Sincerely, Robert R. McGill, Esquire

Postal and Federal Disability Retirement: Supporting the Concept

In preparing, formulating and filing a FERS or CSRS Federal Disability Retirement application, the important first step in the “preparation” phase — or, one might even term it conceptually as the “pre-preparation phase” — is to engage the treating doctor with the conceptual framework of what Federal Disability Retirement entails and encompasses.  

As has been repeated many times previously in other blogs, doctors are not administrators, and ultimately detest the need to annotate, narrate, write reports, etc.  The legal system has forced doctors to keep records, if only for their self-protection in the event of a question of malpractice, and the requirement of keeping office records and notes has had the positive corollary effect of forcing doctors to “think through” the procedural steps of what it is that they are “doing”.  

Requesting the treating doctor to support a Federal Disability Retirement application has the identical positive result of forcing the doctor into an admission that one’s medical condition has come to a crossroads:  prior treatment modalities have not proven to be effective; the chronic and progressively deteriorating nature of the physical or psychiatric condition has shown to be “treatment-resistant”; the time has come to acknowledge that a different mind-set must be embraced — one which includes a period of rest, restorative time, and a stage of recuperation away from the activities which the Federal or Postal employee spends on average 40 – 50% of the time at:  one’s job.  

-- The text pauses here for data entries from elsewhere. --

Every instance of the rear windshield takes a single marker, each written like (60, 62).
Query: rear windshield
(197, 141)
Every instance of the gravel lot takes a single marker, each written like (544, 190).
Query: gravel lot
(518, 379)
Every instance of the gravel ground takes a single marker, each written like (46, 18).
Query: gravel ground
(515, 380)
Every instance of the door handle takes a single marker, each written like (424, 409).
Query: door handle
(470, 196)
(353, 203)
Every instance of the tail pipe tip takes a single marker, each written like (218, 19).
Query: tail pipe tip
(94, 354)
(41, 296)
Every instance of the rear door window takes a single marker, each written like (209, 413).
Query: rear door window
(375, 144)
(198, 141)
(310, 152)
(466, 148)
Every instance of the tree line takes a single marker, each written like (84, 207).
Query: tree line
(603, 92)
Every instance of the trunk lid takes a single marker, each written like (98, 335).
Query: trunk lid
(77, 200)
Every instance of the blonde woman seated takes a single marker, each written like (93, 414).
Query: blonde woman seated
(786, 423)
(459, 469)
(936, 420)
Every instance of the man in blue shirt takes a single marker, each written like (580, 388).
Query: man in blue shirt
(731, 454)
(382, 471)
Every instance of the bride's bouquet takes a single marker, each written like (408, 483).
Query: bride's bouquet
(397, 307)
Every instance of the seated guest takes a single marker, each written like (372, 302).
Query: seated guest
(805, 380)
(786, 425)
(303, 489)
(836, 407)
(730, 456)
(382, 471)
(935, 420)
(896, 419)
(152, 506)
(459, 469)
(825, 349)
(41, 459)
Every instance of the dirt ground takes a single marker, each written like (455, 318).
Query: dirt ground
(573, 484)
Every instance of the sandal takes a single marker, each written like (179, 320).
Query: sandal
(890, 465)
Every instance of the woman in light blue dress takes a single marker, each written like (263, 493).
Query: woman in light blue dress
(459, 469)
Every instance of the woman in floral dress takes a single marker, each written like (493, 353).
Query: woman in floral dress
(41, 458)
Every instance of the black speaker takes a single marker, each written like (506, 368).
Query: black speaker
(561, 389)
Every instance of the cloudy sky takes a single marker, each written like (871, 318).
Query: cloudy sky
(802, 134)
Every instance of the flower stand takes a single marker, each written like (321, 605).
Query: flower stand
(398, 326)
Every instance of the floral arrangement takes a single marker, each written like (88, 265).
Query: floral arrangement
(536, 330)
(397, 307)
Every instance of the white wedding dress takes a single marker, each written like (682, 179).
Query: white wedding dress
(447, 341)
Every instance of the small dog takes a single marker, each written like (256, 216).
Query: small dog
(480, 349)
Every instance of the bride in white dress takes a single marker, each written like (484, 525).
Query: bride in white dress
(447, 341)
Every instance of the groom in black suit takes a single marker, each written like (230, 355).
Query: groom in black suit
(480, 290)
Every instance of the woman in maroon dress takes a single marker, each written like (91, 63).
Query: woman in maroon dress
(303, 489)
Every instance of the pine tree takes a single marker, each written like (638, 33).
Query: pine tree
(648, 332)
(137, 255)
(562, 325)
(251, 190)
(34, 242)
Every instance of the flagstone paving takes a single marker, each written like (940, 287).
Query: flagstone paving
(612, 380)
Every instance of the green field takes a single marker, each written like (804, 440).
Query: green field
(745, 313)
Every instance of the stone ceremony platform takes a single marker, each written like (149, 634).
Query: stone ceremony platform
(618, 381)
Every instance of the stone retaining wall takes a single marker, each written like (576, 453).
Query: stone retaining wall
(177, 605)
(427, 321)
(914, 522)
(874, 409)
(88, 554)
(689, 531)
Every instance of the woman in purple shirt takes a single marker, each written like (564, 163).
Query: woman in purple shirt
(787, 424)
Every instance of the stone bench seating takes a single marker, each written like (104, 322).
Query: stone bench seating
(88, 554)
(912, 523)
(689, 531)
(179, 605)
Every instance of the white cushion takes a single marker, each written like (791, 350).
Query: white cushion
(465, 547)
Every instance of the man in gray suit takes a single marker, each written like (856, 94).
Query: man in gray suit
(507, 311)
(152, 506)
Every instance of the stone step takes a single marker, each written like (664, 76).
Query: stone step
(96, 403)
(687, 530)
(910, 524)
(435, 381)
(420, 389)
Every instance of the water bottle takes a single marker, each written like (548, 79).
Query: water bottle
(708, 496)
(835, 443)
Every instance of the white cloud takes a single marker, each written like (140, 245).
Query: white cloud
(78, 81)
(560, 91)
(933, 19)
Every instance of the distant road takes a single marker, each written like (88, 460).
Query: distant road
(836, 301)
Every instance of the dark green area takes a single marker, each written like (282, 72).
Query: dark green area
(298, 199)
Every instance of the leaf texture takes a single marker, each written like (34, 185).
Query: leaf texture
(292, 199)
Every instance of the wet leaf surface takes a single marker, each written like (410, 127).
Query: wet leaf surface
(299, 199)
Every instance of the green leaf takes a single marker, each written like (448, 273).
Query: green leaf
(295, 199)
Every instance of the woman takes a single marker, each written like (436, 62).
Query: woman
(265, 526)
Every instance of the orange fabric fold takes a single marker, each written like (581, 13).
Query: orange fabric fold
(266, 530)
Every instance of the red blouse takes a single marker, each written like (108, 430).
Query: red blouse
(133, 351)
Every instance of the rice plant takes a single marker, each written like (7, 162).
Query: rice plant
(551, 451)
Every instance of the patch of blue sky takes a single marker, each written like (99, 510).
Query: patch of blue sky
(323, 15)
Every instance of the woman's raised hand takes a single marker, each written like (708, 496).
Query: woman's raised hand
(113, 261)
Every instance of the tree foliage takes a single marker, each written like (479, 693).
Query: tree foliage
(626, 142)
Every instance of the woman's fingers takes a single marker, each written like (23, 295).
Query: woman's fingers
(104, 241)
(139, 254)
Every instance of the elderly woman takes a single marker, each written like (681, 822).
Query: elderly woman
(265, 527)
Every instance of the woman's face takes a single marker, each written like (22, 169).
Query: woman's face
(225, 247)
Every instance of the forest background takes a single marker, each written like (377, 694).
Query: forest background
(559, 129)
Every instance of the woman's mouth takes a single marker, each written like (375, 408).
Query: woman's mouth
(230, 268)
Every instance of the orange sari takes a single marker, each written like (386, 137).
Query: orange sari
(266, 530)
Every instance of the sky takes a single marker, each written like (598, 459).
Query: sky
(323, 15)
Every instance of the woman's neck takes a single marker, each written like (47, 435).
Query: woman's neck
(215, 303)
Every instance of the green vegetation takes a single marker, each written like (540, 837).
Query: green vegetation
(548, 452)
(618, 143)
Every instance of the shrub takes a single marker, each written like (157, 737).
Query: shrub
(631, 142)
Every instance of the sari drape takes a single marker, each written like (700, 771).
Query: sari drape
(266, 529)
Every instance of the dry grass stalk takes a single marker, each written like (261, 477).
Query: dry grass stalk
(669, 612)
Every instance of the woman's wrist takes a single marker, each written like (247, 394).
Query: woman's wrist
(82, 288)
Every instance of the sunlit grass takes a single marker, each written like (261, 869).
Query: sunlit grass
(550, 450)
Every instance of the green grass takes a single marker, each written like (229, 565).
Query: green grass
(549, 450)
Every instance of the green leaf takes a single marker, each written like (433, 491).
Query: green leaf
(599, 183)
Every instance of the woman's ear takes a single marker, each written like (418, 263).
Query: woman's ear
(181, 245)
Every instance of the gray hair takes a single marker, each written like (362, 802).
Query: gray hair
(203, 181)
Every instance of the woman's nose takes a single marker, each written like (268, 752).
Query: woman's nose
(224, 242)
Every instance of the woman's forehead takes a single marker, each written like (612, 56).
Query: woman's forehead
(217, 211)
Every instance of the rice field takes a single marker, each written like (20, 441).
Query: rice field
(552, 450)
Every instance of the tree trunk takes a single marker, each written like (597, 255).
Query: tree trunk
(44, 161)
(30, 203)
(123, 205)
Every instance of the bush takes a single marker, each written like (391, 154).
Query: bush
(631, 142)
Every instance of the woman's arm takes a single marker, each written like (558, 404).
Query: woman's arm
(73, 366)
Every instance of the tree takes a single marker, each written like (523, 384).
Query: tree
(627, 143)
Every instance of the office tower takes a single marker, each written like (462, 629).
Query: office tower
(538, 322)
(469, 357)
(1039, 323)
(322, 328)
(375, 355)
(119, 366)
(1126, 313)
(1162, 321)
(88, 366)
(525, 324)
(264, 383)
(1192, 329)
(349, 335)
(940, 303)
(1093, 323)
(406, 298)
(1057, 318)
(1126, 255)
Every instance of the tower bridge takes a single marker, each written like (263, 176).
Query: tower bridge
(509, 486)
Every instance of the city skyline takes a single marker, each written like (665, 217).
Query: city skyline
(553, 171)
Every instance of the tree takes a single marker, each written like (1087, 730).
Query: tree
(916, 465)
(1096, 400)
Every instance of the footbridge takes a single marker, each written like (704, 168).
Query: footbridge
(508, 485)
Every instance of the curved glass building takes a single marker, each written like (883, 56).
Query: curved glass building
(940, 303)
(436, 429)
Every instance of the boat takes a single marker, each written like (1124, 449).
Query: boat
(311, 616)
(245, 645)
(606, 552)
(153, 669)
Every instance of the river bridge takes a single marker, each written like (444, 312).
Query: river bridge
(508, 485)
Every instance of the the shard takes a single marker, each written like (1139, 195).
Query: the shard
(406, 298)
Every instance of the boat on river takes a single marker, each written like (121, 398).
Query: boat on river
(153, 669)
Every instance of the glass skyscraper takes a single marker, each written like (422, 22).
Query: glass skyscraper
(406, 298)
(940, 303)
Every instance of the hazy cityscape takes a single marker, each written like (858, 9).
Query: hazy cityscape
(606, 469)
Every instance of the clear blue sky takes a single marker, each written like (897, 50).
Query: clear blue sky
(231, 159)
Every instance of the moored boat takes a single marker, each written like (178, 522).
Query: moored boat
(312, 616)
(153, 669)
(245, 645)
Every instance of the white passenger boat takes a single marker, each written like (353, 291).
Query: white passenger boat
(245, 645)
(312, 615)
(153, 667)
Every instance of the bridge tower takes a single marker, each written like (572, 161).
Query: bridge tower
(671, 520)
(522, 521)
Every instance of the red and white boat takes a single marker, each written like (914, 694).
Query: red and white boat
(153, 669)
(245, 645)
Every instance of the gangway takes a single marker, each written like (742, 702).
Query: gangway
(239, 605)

Speaking to the doctor about his or her support and role in preparing a Federal Disability Retirement application is the first, necessary, and vital step in the preparation, formulation and filing of a Federal Disability Retirement application under either FERS or CSRS.  How best to approach the doctor, the timing, the words and concepts to use, etc., are all part of that preparation.  

If it is time for the Federal or Postal worker to recognize that one’s medical conditions are preventing the Federal or Postal worker from performing one or more of the essential elements of one’s job, it is time to think about pre-preparing the treating doctor.